Tropical Fever: Unveiling an Asymptomatic Case of Polycythemia Vera.

作者信息

Naik B Kishansing, Sulakshana Sulakshana, Gopaldas Justin Aryabhat, Devvrat Sai

机构信息

Department of Critical Care, Shri Ram Murti Smarak Institute of Medical Sciences, Bareilly, Uttar Pradesh, India.

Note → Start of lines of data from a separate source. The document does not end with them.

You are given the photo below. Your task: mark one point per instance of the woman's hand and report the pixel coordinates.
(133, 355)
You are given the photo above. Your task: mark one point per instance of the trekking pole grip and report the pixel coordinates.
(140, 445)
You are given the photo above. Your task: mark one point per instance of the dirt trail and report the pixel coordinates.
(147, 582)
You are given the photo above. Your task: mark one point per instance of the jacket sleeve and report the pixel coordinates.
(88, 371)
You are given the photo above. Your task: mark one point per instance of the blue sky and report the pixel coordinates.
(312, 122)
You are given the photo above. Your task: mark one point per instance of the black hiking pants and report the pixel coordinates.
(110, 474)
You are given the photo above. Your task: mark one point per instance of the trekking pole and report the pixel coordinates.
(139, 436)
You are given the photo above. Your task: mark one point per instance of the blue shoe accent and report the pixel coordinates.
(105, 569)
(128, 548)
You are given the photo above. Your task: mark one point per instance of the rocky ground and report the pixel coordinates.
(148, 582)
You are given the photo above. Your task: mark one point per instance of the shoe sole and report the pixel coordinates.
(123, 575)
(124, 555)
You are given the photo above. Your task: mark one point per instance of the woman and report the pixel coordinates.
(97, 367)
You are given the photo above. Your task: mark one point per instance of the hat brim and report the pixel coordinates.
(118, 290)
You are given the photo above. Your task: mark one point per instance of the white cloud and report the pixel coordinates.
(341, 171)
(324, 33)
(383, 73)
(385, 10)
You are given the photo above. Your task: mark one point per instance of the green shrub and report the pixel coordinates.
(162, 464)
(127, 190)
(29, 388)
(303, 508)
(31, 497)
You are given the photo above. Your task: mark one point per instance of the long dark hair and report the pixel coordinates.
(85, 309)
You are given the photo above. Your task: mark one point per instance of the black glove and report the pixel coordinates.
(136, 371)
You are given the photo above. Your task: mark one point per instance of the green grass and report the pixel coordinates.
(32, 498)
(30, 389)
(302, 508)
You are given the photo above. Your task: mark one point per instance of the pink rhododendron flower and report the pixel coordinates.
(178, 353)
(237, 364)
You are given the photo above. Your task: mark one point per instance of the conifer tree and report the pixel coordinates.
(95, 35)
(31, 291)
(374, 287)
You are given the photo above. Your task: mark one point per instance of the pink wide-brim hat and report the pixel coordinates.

Department of Anaesthesiology and Critical Care, Shri Ram Murti Smarak Institute of Medical Sciences, Bareilly, Uttar Pradesh, India.

出版信息

Indian J Crit Care Med. 2022 Mar;26(3):387-389. doi: 10.5005/jp-journals-10071-24137.

Abstract

UNLABELLED

We report a case of fulminant hepatic failure due to the Budd-Chiari syndrome following preservation with a tropical fever. A young lady came with fever, altered mental status, jaundice, and renal failure. Following tropical workup, it was diagnosed as a case of leptospirosis (WHO Faine's criteria) with multi-organ dysfunction. Despite adequate antimicrobial cover, she progressed to hepatic coma (hyperammonemia) and was noted to have worsening conjugated hyperbilirubinemia. Following history review and evaluation for other causes of hepatic failure, hepatic vein thrombosis was detected in addition to the presence of antibodies against antigen. Further studies into the causes of thrombosis and persistent hemoconcentration despite aggressive fluid resuscitation led to the diagnosis of polycythemia vera (cytometric analysis). During her stay, she further worsened despite aggressive organ support including dialysis but she succumbed to gram-negative sepsis that occurred during her stay in ICU. This is an interesting and rare case of leptospirosis that unveiled a case of previously asymptomatic polycythemia vera.

HOW TO CITE THIS ARTICLE

Naik BK, Sulakshana S, Gopaldas JA, Devvrat S. Tropical Fever: Unveiling an Asymptomatic Case of Polycythemia Vera. Indian J Crit Care Med 2022;26(3):387-389.

摘要

未标注

我们报告一例因热带热后布加综合征导致的暴发性肝衰竭病例。一名年轻女性因发热、精神状态改变、黄疸和肾衰竭前来就诊。经过热带病检查,诊断为钩端螺旋体病(世界卫生组织费内标准)伴多器官功能障碍。尽管给予了充分的抗菌治疗,她仍进展为肝昏迷(高氨血症),并出现结合胆红素血症加重。在回顾病史并评估肝衰竭的其他原因后,除发现针对该抗原的抗体外,还检测到肝静脉血栓形成。对血栓形成原因及尽管积极进行液体复苏仍持续存在血液浓缩的进一步研究导致诊断为真性红细胞增多症(细胞计数分析)。在她住院期间,尽管包括透析在内的积极器官支持,她的病情仍进一步恶化,但最终死于重症监护病房期间发生的革兰阴性菌败血症。这是一例有趣且罕见的钩端螺旋体病病例,揭示了一例先前无症状的真性红细胞增多症病例。

如何引用本文

奈克BK,苏拉克沙娜S,戈帕尔达斯JA,德夫拉特S。热带热:揭示一例无症状真性红细胞增多症病例。《印度危重症医学杂志》2022年;26(3):387 - 389。